Tuesday, February 12, 2008
Pants and Possibility
There are so many pleasures and talents to be found in the returning 1995 series Pride and Prejudice. Andrew Davies' screenplay is so much more faithful and fun than that recent film (Kiera who?) Flitterbudget Lydia is played by Julia Sawalha in a role that is hilarious to compare to her fastidious Saffron in Absolutely Fabulous. Alison Steadman, who is so moving as the mother of a bulimic daughter in Mike Leigh's Life is Sweet, amuses as the annoying Mrs. Bennett. Jennifer Ehle fills the screen with humor and wit and sweetness.
Mr. Darcy's surprise appearance, soaking wet after an impromptu swim, is supposed to be an "iconic moment" in Colin Firth's elevation to the pantheon of period piece sex gods, but, for me, I'm agog at the scene that follows when Darcy (now dry and proper) and Elizabeth take a slow walk on his property.

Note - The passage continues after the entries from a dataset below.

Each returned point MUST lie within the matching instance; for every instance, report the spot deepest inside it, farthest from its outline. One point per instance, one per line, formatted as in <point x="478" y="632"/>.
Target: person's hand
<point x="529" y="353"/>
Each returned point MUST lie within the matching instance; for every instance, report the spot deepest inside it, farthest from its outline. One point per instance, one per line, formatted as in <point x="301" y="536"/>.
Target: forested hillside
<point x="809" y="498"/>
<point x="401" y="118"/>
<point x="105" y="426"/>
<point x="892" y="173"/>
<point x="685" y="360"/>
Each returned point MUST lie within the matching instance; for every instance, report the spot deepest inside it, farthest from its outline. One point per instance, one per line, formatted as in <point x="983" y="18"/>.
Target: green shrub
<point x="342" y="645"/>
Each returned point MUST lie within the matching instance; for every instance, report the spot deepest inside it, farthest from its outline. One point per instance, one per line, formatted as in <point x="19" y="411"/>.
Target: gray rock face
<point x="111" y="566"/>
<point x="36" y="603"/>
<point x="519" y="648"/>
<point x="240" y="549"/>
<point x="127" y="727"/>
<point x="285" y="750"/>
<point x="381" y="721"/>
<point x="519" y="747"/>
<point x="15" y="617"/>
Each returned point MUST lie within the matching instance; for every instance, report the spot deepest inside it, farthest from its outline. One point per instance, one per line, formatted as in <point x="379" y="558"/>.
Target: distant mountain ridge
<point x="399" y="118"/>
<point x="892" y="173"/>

"There is another person in the party who more particularly wishes to know you," he says. "Would you allow me to. . . Might I ask too much to introduce my sister to you?" And Elizabeth replies, "I should be very happy to make her acquaintance." The evening light is behind them, illuminating the silhouette of her legs within her skirts. I laugh when I describe this scene to Randy because there is such an ocean of passionate subtext under the quiet lines. I roar, "I WAAAAAANT you to meet MY SEEEEEEESTER!!!"

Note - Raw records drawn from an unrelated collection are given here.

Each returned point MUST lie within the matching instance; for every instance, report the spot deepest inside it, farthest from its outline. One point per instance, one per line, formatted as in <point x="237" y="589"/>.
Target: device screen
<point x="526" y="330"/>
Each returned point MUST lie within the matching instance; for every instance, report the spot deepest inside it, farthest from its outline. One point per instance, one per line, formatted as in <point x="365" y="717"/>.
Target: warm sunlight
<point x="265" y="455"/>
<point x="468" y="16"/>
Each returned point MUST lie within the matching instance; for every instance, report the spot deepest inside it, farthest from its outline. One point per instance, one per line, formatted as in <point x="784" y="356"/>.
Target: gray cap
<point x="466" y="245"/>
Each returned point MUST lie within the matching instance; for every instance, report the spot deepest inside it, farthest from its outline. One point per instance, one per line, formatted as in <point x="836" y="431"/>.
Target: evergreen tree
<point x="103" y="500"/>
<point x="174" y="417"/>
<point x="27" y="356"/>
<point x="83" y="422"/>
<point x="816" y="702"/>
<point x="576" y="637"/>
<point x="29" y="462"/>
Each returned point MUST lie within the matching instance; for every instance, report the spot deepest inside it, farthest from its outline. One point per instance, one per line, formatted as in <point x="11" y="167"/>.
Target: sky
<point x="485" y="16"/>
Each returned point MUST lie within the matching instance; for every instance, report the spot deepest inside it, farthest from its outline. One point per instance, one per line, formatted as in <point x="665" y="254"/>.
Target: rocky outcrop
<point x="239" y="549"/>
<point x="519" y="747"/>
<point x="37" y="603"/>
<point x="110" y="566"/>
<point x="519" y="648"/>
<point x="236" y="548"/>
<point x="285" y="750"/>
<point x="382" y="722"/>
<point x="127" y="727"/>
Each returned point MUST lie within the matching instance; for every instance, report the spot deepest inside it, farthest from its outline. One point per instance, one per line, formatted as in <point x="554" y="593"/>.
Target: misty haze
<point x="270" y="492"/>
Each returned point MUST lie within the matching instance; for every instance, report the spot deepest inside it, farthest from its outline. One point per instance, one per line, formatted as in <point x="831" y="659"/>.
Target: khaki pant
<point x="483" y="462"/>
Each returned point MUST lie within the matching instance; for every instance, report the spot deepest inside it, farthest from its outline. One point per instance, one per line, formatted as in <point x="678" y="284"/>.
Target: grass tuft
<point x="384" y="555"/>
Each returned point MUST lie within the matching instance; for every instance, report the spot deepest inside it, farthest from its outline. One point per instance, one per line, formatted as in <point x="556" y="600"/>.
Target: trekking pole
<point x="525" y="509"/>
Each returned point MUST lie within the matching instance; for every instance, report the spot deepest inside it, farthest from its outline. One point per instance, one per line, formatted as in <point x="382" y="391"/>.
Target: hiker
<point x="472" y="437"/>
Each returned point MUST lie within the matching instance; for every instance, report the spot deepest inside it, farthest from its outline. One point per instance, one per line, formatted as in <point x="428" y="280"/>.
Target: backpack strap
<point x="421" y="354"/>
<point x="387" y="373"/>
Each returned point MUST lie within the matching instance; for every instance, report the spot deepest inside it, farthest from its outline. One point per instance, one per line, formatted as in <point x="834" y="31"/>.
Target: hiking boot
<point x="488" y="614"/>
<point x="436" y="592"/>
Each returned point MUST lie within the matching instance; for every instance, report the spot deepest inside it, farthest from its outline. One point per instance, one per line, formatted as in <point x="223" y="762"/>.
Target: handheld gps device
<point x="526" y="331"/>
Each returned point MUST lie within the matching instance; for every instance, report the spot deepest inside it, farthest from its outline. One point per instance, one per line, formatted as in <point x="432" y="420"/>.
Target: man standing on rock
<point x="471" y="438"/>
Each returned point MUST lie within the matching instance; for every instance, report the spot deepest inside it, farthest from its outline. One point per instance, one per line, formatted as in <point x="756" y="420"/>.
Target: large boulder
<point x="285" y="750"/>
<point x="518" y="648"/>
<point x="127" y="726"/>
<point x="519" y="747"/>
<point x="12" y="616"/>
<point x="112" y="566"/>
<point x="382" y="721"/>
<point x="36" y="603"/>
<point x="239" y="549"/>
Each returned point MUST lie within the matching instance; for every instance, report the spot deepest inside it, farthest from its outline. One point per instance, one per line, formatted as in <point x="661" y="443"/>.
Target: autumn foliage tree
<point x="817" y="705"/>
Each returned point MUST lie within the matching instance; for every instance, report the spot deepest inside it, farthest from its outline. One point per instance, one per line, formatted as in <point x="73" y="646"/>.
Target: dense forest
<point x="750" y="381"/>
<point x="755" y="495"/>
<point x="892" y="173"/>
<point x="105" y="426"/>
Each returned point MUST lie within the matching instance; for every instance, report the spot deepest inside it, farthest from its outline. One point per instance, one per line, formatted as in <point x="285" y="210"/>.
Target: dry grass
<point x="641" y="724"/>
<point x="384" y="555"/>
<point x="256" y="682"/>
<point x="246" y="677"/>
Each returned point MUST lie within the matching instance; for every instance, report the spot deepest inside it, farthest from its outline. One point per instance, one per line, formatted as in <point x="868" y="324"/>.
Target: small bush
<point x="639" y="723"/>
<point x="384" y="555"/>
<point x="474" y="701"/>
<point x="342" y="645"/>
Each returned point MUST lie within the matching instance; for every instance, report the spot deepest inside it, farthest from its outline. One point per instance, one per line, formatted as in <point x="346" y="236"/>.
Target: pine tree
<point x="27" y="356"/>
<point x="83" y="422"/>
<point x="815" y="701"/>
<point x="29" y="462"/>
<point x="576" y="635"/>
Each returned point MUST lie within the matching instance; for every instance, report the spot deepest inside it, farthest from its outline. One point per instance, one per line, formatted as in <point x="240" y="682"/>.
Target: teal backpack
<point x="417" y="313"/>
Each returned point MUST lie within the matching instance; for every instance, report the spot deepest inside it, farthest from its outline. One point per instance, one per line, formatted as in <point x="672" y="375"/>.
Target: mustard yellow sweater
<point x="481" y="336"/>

I'm a geek for this production. I've watched it and re-watched it, had some intense conversations with other fans, typed "Mister Darcy" as my first search term when I got Internet access at home, complained about the detrimental additional footage on the DVD version - let me explain this last one.
(Skip this paragraph unless you are as big a fan for P and P minutiae as me.)

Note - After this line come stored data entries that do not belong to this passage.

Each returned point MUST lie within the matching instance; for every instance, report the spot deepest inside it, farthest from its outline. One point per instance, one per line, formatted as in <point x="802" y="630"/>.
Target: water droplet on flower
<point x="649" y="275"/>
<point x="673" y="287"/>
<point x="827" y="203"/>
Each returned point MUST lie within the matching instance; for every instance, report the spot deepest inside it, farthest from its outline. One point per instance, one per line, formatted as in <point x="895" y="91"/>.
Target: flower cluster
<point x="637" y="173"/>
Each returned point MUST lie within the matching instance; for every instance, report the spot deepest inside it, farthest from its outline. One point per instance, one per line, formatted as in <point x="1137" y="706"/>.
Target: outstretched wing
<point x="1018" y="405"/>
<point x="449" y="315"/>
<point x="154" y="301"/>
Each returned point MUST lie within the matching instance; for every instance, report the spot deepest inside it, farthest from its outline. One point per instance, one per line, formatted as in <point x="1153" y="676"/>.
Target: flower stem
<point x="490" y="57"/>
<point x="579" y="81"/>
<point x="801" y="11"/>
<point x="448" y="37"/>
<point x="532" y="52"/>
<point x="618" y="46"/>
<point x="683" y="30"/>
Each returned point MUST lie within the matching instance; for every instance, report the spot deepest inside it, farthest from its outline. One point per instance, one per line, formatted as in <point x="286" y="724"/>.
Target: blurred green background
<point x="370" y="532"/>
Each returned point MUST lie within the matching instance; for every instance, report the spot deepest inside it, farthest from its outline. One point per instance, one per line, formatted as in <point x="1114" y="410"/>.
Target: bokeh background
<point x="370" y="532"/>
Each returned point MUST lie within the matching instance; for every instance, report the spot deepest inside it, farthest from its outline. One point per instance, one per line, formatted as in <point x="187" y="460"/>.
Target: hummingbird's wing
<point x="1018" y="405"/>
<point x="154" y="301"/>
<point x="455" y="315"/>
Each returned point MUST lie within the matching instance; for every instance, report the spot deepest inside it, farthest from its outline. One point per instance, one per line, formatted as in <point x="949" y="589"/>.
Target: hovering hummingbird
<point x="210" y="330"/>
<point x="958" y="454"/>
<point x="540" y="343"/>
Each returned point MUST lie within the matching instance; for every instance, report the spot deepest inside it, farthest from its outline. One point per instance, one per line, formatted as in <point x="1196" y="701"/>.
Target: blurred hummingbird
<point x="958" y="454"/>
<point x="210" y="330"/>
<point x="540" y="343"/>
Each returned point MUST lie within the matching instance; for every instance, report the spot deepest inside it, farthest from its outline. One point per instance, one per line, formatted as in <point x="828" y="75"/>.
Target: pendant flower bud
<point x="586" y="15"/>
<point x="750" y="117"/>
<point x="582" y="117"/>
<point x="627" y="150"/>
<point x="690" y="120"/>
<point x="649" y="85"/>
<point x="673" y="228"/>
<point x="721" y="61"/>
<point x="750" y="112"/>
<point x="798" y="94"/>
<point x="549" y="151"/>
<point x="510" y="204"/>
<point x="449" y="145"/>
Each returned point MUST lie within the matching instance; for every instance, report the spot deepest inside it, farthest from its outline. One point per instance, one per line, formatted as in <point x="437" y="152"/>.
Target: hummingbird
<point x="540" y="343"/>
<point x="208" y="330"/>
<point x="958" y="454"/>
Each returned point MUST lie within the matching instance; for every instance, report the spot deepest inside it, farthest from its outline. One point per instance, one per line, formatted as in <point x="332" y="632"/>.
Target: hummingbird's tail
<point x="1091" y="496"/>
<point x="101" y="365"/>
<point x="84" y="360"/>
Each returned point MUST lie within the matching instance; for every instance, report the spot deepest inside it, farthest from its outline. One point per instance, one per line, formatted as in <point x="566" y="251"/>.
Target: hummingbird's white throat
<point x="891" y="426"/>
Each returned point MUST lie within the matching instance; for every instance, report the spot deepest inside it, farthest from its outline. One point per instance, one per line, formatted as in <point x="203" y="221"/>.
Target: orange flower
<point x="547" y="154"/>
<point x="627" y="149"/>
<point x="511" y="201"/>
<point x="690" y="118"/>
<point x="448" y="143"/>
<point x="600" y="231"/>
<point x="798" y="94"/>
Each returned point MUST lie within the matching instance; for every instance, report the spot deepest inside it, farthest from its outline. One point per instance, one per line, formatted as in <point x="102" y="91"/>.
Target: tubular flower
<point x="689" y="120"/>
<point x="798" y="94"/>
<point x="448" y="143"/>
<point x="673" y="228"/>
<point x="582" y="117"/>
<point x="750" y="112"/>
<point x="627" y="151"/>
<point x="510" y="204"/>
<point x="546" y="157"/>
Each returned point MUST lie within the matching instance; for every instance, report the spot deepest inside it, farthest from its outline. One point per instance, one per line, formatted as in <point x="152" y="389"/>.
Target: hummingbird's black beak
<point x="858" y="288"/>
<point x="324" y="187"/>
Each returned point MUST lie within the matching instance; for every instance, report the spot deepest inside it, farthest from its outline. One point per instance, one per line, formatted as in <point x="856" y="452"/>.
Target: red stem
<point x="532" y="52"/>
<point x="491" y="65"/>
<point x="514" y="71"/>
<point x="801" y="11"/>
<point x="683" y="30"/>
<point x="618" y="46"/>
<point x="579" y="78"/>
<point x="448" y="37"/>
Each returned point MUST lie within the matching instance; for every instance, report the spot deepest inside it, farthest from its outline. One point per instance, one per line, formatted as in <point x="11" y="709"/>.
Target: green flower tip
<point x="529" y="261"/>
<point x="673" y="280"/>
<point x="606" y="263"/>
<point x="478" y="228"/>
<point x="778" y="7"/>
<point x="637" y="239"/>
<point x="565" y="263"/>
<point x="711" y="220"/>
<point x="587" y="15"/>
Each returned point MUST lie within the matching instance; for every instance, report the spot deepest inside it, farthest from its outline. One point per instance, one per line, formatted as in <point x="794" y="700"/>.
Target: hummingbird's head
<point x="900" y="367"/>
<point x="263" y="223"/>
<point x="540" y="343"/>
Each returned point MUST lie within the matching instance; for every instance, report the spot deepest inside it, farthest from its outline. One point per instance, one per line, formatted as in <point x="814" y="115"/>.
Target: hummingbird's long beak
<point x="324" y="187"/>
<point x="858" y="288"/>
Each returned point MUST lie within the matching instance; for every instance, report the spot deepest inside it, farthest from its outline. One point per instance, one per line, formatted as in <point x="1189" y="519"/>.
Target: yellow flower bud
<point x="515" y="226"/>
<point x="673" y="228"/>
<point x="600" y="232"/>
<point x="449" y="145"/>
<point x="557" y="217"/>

So in the third act, Darcy, probably on his way to propose again, finds Elizabeth in distress at the Lambton Inn. She shares with him the news that her sister has eloped with a scoundrel and he comforts her, and then quickly takes his leave. She whispers, "I shall never see him again," thinking he is still repulsed by her shameful family.
In the original production, we don't see Darcy again for a while, but later find him searching dark alleys in London and come to realize he was behind the rescue and hasty marriage of Elizabeth's sister. We assume that his rapid exit from the weeping Elizabeth was in order to start immediately the search for flighty Lydia.
But in the "extended version" on DVD, we see Darcy in a less heroic light. Instead of being left to imagine he has rushed off to London straightaway, we get one more scene of him hanging out at Pemberly on yet another evening in the drawing room. The unmarried Miss Bingley says something nasty about Elizabeth (again) and Darcy puts her in her place. But. We've seen this kind of exchange elsewhere. We don't need to be shown again that Darcy is fond of Lizzy and that Miss Bingley is a bitch. And by seeing Darcy at leisure at home, we lose his sense of urgency to help the woman he loves.
In the original, less is more and judicious editing saves the day. I'm praying they don't show that extra scene in the current version on the air.